To find out what exactly is evaled, you can replace the code inside the map to read something like this:

<(*+*)*(*+* +*/*) **** ** * * *+*+*/* **** ** * *
... 
>.map: { say("(* ** *+*+*-*/*+$_)(<* * *>)") };

The output begins with

(* ** *+*+*-*/*+(*+*)*(*+* +*/*) )(<* * *>)
(* ** *+*+*-*/*+* ** * * *+*+*/* )(<* * *>)

You might ask yourself "how on earth is this valid Perl code?"

The answer is quite simple: a single star can be either a term or an operator in Perl 6. As an infix operator it is simply multiplication. As a term it does magic: It constructs a closure which takes one positional argument, and puts that everywhere where a * appears as a term within that expression.

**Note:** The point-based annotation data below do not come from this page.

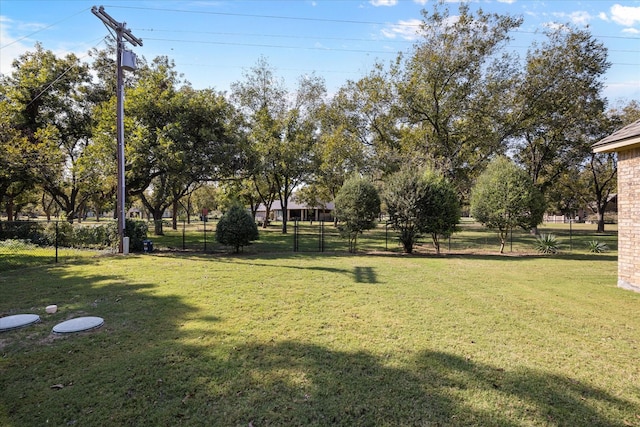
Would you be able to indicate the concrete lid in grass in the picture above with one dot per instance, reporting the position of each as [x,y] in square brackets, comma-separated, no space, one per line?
[79,324]
[17,321]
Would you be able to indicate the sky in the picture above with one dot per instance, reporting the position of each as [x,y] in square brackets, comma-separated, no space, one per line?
[216,42]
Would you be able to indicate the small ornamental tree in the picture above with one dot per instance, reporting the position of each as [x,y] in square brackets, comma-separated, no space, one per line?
[441,208]
[357,206]
[504,197]
[421,203]
[236,228]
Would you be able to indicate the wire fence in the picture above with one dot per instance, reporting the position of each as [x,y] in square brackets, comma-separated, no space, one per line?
[29,243]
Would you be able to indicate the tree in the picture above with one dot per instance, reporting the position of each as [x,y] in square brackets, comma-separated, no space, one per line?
[505,197]
[453,88]
[441,208]
[282,128]
[556,101]
[54,107]
[236,228]
[421,202]
[176,137]
[357,207]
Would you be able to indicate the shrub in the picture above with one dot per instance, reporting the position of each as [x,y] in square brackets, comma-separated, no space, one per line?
[357,208]
[137,233]
[597,247]
[16,245]
[236,228]
[21,230]
[62,229]
[547,244]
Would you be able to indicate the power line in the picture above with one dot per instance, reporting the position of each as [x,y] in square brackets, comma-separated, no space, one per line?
[249,15]
[43,28]
[273,46]
[304,18]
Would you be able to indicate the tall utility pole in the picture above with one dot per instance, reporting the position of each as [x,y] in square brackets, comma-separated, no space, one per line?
[122,32]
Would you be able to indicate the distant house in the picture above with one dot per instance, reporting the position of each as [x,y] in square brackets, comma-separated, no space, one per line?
[626,142]
[296,212]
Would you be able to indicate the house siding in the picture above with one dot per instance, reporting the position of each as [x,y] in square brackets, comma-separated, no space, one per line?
[629,219]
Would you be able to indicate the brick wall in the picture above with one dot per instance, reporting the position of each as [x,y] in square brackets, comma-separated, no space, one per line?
[629,219]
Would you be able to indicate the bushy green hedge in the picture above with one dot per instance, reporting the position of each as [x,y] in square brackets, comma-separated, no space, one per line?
[137,233]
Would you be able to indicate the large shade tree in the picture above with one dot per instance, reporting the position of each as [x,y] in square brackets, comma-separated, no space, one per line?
[556,102]
[282,128]
[452,87]
[52,108]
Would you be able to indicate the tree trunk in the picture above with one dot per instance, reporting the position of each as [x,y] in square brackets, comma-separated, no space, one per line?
[600,221]
[174,217]
[157,222]
[9,207]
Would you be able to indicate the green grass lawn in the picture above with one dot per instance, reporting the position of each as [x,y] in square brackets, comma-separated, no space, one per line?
[281,338]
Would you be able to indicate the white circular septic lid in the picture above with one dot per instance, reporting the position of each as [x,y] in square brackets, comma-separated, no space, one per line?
[18,321]
[78,324]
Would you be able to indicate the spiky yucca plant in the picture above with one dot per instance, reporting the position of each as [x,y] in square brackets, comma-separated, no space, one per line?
[597,247]
[547,244]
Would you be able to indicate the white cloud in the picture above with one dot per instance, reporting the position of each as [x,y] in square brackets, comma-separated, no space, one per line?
[383,2]
[407,30]
[10,48]
[627,16]
[576,18]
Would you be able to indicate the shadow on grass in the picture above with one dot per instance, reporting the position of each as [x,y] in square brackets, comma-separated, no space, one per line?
[145,367]
[292,383]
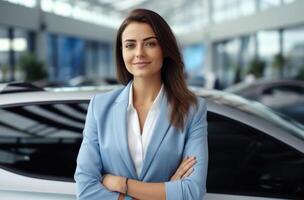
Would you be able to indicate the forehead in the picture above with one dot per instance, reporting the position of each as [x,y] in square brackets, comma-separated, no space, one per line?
[136,30]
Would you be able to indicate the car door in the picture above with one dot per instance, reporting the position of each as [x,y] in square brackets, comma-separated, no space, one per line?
[39,143]
[245,163]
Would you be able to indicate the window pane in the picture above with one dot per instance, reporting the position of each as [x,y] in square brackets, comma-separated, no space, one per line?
[293,43]
[245,161]
[268,48]
[42,140]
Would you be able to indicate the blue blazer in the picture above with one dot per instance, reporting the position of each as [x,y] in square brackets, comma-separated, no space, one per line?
[104,149]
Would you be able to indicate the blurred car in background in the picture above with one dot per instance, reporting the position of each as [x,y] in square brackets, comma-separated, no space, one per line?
[284,96]
[253,153]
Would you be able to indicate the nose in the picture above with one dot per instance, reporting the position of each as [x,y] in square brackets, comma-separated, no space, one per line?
[139,51]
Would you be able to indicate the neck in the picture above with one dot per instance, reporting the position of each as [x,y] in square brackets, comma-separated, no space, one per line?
[145,91]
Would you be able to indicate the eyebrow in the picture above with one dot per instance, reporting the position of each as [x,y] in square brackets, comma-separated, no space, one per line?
[148,38]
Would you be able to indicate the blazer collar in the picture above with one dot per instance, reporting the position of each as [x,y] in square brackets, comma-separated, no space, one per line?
[159,132]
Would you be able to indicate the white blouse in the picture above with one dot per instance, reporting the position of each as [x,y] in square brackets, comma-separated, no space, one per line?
[138,142]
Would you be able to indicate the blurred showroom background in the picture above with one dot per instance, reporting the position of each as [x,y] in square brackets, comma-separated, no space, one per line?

The reason is to make things like @array[*-1] work: it creates a closure { $_ - 1 } which is passed on to the array, which in turn passes the number of items in that array to closure, making @array[*-1] return the last array item.

So by the same token * ** *+*+*-*/*+(*+*)*(*+* +*/*) is internally transformed to

{ $_ ** $_ + $_ + $_ - $_ / $_ + ($_ + $_ ) * ($_ + $_ + $_/ $_) }

The (<* * *>) behind it invokes that closure with a list consisting of three items. In numerical context that becomes just the number 3, so the above translates to 3**3 + 3 + 3 - 3/3 + (3+3) * (3 + 3 + 3/3), evaluated 74 - the Unicode codepoint (and at the same time ASCII code) for the letter capital J.

It works similarly for all other letters; mystery lifted.